From Oracle Documents
Oracle9i Database Performance Tuning Guide and Reference
Release 2 (9.2)Part Number A96533-02
Using Histograms
The cost-based optimizer can use data value histograms to get accurate estimates of the distribution of column data. A histogram partitions the values in the column into bands, so that all column values in a band fall within the same range. Histograms provide improved selectivity estimates in the presence of data skew, resulting in optimal execution plans with nonuniform data distributions.
One of the fundamental tasks of the cost-based optimizer is determining the selectivity of predicates that appear in queries. Selectivity estimates are used to decide when to use an index and the order in which to join tables. Some attribute domains (a table's columns) are not uniformly distributed.

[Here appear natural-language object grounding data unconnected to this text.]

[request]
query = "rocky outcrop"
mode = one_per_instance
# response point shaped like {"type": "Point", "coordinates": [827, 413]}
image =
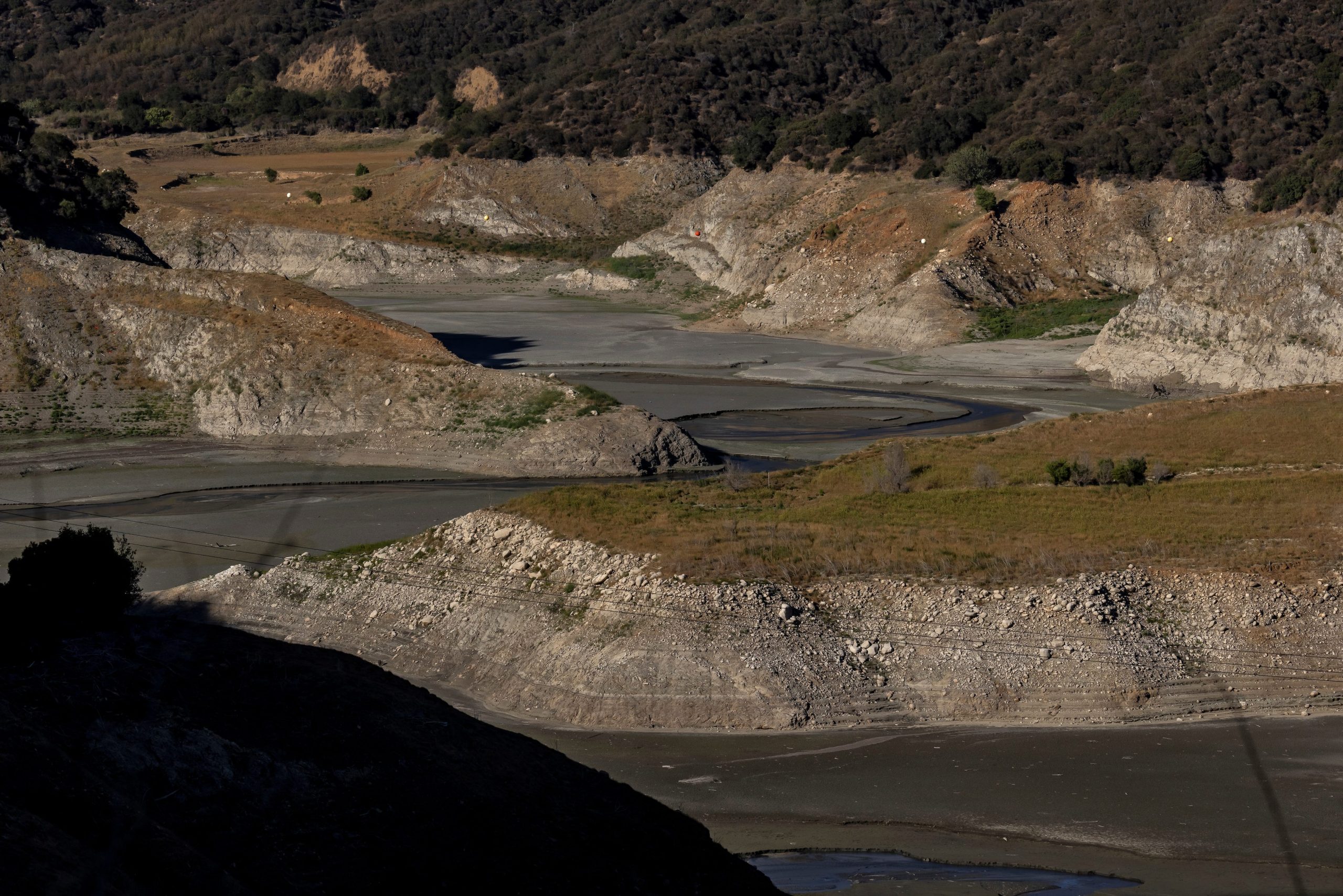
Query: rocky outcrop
{"type": "Point", "coordinates": [559, 198]}
{"type": "Point", "coordinates": [312, 257]}
{"type": "Point", "coordinates": [523, 620]}
{"type": "Point", "coordinates": [879, 261]}
{"type": "Point", "coordinates": [343, 65]}
{"type": "Point", "coordinates": [1250, 308]}
{"type": "Point", "coordinates": [595, 281]}
{"type": "Point", "coordinates": [257, 359]}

The cost-based optimizer uses height-based histograms on specified attributes to describe the distributions of nonuniform domains. In a height-based histogram, the column values are divided into bands so that each band contains approximately the same number of values. The useful information that the histogram provides, then, is where in the range of values the endpoints fall.
See Also: |
Consider a column C with values between 1 and 100 and a histogram with 10 buckets. If the data in C is uniformly distributed, then the histogram looks similar to Figure 3-1, where the numbers are the endpoint values.
Figure 3-1 Histogram with Uniform Distribution
Text description of the illustration pfgrf208.gif
The number of rows in each bucket is one tenth the total number of rows in the table. Four-tenths of the rows have values between 60 and 100 in this example of uniform distribution.
If the data is not uniformly distributed, then the histogram might look similar to Figure 3-2.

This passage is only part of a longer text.